Buna karşılık, maddenin ikinci fıkrasında zorla çalıştırma sayılmayacak haller sınırlayıcı bir şekilde sıralanmaktadır.

III. Kişi Hürriyeti Ve Güvenliği

Madde 19– Herkes, kişi hürriyeti ve güvenliğine sahiptir. Şekil ve şartları kanunda gösterilen:

Mahkemelerce verilmiş hürriyeti kısıtlayıcı cezaların ve güvenlik tedbirlerinin yerine getirilmesi; bir mahkeme kararının veya kanunda öngörülen bir yükümlülüğün gereği olarak ilgilinin yakalanması veya tutuklanması; bir küçüğün gözetim altında ıslahı veya yetkili merci önüne çıkarılması için verilen bir kararın yerine getirilmesi; toplum için tehlike teşkil eden bir akıl hastası, uyuşturucu madde veya alkol tutkunu, bir serseri veya hastalık yayabilecek bir kişinin bir müessesede tedavi, eğitim veya ıslahı için kanunda belirtilen esaslara uygun olarak alınan tedbirin yerine getirilmesi; usulüne aykırı şekilde ülkeye girmek isteyen veya giren, ya da hakkında sınır dışı etme yahut geri verme kararı verilen bir kişinin yakalanması veya tutuklanması; halleri dışında kimse hürriyetinden yoksun bırakılamaz.

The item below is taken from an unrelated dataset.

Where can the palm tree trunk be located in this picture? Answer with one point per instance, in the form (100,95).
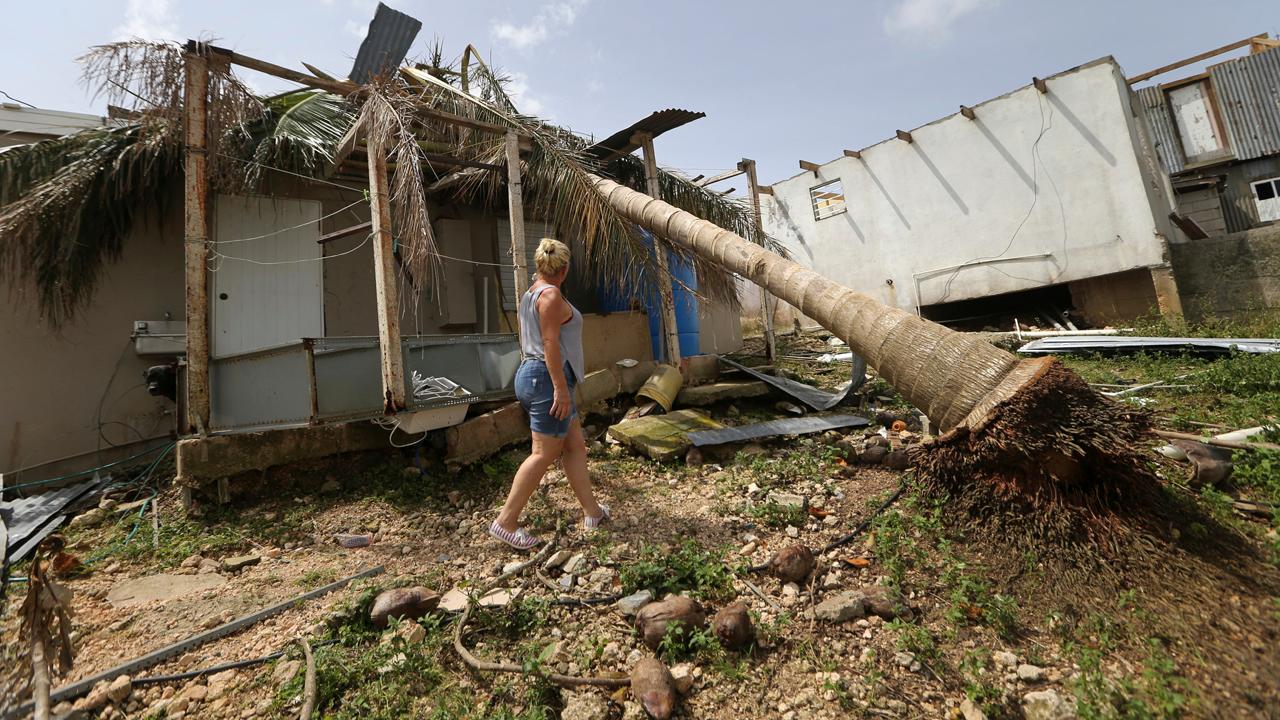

Suçluluğu hakkında kuvvetli belirti bulunan kişiler, ancak kaçmalarını, delillerin yok edilmesini veya değiştirilmesini önlemek maksadıyla veya bunlar gibi tutuklamayı zorunlu kılan ve kanunda gösterilen diğer hallerde hâkim kararıyla tutuklanabilir. Hâkim kararı olmadan yakalama, ancak suçüstü halinde veya gecikmesinde sakınca bulunan hallerde yapılabilir; bunun şartlarını kanun gösterir.

Yakalanan veya tutuklanan kişilere, yakalama veya tutuklama sebepleri ve haklarındaki iddialar herhalde yazılı ve bunun hemen mümkün olmaması halinde sözlü olarak derhal, toplu suçlarda en geç hâkim huzuruna çıkarılıncaya kadar bildirilir.

(Değişik: 3.10.2001-4709/4 md.) Yakalanan veya tutuklanan kişi, tutulma yerine en yakın mahkemeye gönderilmesi için gerekli süre hariç en geç kırksekiz saat ve toplu olarak işlenen suçlarda en çok dört gün içinde hâkim önüne çıkarılır. Kimse, bu süreler geçtikten sonra hâkim kararı olmaksızın hürriyetinden yoksun bırakılamaz. Bu süreler olağanüstü hal, sıkıyönetim ve savaş hallerinde uzatılabilir.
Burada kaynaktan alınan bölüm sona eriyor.